Quite often, I am blessed by the Holy Spirit’s voice that I hear in my heart as I do my daily time in Scripture. That is time for me. I’m not preparing a lesson, working up an article, or coming up with ideas for a sermon or a Bible study. This session is focused time for the Holy Spirit to work on my heart and infuse my spirit with grace and truth. I desperately need these daily whispers from the Father in the middle of the world clamoring for my attention or the evil one seeking to derail my passion for what is good and of God.

Over the last several weeks, I recoiled in anguished revulsion at the unspeakable, vulgar, racist, and profane rants of the comedians, politicians, and media pontificators.

How deeply into the gutter will our social discourse and what passes for comedy sink in our time?

What can I as a believer in Jesus actually do to make a difference in the tasteless and vile language that comes from every side, quarter, and position?

How can I avoid displaying the behavior that I hate and find so revolting?

As I searched for an answer, an earthy and pithy statement from a mentor, Paul Faulkner, bubbled to the surface:

Just remember, Phil, you can’t out-puke a buzzard.

His point? Don’t try to fight ugly, hateful, prejudicial, vile, vulgar, profane, and unfairly critical speech by replying in kind! The wise one of Israel said it this way:

A gentle answer deflects anger,
but harsh words make tempers flare.

(Proverbs 15:1, 18 NLT)

We can’t get into name-calling and mean-spirited debates and do the work of God. The cause of Christ gets drug through the mud when we take the buzzard’s bait and start slinging words back that don’t reflect the Spirit of Jesus. This principle is true whether we are in a private conversation over coffee, on Facebook/Twitter/Instagram/WeChat or any other social media platform. We lose who and whose we are when jumping into these kinds of debates devoid of character and grace no matter their underlying principles.

If you are like me, you know this in your head, but the evil one and his minions know our buttons to push to get us to engage in his work. How do we get control of our heart, the source (Matthew 15:16-20) of our verbal and typed choice for speech? This control problem is why the wise one of Israel reminded us to guard our hearts. The flow of our life proceeds from our heart (Proverbs 4:23 NLT). But, is that enough for me to have a redemptive influence in a climate of hate, suspicion, and bile-induced verbal barrages?

Ah! Enter the Holy Spirit’s blessing as I walked through my daily reading which happened to be Luke chapter 21 — notice especially verses 12-15:

As the Holy Spirit tuned my heart to hear these words of Jesus for my time in my world, Jesus’ words convicted me.
[Jesus warned his disciples,] ”But before all this occurs, there will be a time of great persecution. You will be dragged into synagogues and prisons, and you will stand trial before kings and governors because you are my followers. But this will be your opportunity to tell them about me. So don’t worry in advance about how to answer the charges against you, for I will give you the right words and such wisdom that none of your opponents will be able to reply or refute you!
(Luke 21:12-15).

As the Holy Spirit tuned my heart to hear these words of Jesus for my time in my world, Jesus’ words convicted me. I realized how shallow I was for chafing under the mild threats pushed on believers today and what feels like a growing tide of hate and spite directed at Bible-believing followers of Jesus. That was the message I heard from Jesus. Maybe, this is also a message that can be a blessing for you, as well.
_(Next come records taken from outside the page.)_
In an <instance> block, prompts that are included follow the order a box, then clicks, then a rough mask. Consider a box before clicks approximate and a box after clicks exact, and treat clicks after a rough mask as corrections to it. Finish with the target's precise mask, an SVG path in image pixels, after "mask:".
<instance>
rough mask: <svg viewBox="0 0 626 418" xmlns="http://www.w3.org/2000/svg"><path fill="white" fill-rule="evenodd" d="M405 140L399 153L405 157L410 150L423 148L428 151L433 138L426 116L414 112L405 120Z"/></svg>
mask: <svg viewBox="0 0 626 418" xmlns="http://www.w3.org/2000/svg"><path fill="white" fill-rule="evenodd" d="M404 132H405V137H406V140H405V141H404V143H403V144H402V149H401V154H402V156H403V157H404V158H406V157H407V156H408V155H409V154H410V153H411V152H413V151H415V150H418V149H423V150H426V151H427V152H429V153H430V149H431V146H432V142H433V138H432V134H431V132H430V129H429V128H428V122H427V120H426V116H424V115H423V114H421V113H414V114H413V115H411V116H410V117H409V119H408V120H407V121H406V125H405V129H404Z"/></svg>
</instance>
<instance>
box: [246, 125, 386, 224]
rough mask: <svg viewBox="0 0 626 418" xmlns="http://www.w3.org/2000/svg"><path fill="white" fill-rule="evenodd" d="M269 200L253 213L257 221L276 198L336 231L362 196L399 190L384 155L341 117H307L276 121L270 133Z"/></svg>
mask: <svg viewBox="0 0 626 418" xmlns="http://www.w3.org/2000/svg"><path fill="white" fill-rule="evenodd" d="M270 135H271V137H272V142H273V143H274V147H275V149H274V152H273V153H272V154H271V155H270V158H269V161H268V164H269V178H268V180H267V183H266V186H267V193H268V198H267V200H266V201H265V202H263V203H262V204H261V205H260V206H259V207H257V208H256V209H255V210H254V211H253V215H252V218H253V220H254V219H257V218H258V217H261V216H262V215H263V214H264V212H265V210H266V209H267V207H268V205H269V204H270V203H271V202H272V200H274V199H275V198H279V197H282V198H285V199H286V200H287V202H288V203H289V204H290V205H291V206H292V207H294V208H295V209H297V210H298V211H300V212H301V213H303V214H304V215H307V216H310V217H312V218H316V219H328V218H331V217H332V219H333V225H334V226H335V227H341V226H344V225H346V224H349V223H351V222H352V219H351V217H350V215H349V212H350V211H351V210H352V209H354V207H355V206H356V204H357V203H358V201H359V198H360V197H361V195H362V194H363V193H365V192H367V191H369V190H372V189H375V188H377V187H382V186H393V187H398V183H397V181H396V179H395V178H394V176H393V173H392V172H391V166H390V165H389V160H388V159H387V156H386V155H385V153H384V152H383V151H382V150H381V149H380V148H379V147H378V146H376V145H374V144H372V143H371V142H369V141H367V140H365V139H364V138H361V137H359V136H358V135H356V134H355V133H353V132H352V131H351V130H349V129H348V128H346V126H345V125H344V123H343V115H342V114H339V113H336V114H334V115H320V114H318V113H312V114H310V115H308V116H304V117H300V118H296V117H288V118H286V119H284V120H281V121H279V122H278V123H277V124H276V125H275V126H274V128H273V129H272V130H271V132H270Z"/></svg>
Phil, I want you to see opposition, even persecution, as an opportunity, not an interference, to your witness. Trust me! Trust the Holy Spirit to give the proper words to say. You focus on being faithful to me. Be committed to displaying my righteous character and gracious compassion in your difficult circumstances and conversations.

Deep in my heart, I know that my witness to the world must be based on reflecting Jesus in what I say, do, and how I do it. The once impulsive and volatile apostle, Simon Peter, learned this truth that I must learn to live, too. Peter lived the last part of his life focusing on how to open the closed doors of people’s hearts. He wasn’t focused on winning political debates, justifying himself, or protecting his personal rights — read the whole letter of 1 Peter and notice how often he emphasized being willing to suffer for doing the right thing. His classic teaching is as good for us today as it was for those early disciples facing persecution:

Now, who will want to harm you if you are eager to do good? But even if you suffer for doing what is right, God will reward you for it. So don’t worry or be afraid of their threats. Instead, you must worship Christ as Lord of your life. And if someone asks about your hope as a believer, always be ready to explain it. But do this in a gentle and respectful way. Keep your conscience clear. Then if people speak against you, they will be ashamed when they see what a good life you live because you belong to Christ. Remember, it is better to suffer for doing good, if that is what God wants, than to suffer for doing wrong!
(1 Peter 3:13-17 NLT)

In a world of puking buzzards, let’s choose to respond to our critics in the Jesus way, the way Peter learned toward the end of his life. Let’s trust the Holy Spirit to help us with words to say and not to say as we seek to answer those who appear to be against us with gentleness and respect. We want people to see our hope and not our hate!